Leavis.  For his part, Leavis responded by nominating Tillyard 'my
enemy'  and 'the arch ward-boss' (Ian MacKillop, 'F. R.  Leavis: a Life
in Criticism', London: Penguin Books, 1997, p. 178) It's important to
recognize that some of what Tillyard's considered humanist scholarship
presents as the 'general deductions' to be drawn from his survey of the
Elizabethan World Picture are in fact carefully designed refutations of
the re-drawn map of English literature fostered by Leavis, Leavis's
journal 'Scrutiny', and-God help us all-the American T. S.  Eliot.
Thus, Tillyard's supposedly 'commonplace' conclusion that  '. .  .the
'real' Elizabethan age -the quarter-century from 1580 to 1605- was after
all the great age', is carefully linked to a specific agenda by the
sentences that immediately follow it: 'Recent attempts to shift the
centre of new creative energy to the Metaphysical poets, though
intelligible, will not really do . . . etc.' (EWP, London: Chatto, 1943,
p. 100). Leavis's and Eliot's doubtful capacities as bearers of
'Englishness' are thus, I suspect, at the heart of Tillyard's anxieties.
As I recall pointing out on SHAKSPER over a year ago, they lurk, in
company with Adolf Hitler, importunate and formative shades, beneath the
pages of his book.

Terence Hawkes

[3]-------------------------------------------------------------
From:           David Friedberg <This email address is being protected from spambots. You need JavaScript enabled to view it.>
Date:           Thursday, 29 Apr 2004 17:28:00 -0400
Subject: 15.0975 Interpretation of History Plays...
Comment:        Re: SHK 15.0975 Interpretation of History Plays...

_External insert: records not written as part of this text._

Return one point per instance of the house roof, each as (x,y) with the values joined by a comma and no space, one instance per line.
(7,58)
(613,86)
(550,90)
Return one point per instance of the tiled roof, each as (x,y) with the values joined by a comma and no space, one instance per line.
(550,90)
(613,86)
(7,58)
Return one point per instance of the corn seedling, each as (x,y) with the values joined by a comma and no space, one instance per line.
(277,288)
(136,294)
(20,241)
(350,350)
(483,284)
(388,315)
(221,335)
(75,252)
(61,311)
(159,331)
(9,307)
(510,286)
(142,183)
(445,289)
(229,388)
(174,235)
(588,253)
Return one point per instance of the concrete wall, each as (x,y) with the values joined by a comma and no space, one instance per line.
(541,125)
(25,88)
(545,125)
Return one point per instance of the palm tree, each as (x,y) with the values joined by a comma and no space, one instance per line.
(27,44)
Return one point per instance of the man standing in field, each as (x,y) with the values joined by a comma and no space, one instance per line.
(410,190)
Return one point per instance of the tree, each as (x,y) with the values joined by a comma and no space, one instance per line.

On Apr 28, 2004, at 11:00 PM, Al Margary wrote

  >Monarchs of dubious legality?  Why, so then Henry VIII, as the
  >son of a usurper.  And Edward VI and Mary and Elizabeth were of really
  >dubious legality, like poor Jane.

Margary's post is refreshingly accurate. You see, the post of King of
England [leaving Scotland out of this] is only apparently controlled by
primogeniture,  and is deeply elective in its nature.  Ask the Ghost of
James II Stuart.

The throne of Denmark was the same {I have told you before that Hamlet
is an English play, heehee.]   Claudius having been elected by the Thing
[with Polonius' help] is NOT a usurper but the legitimate King.

Those who don't agree can form a line over there.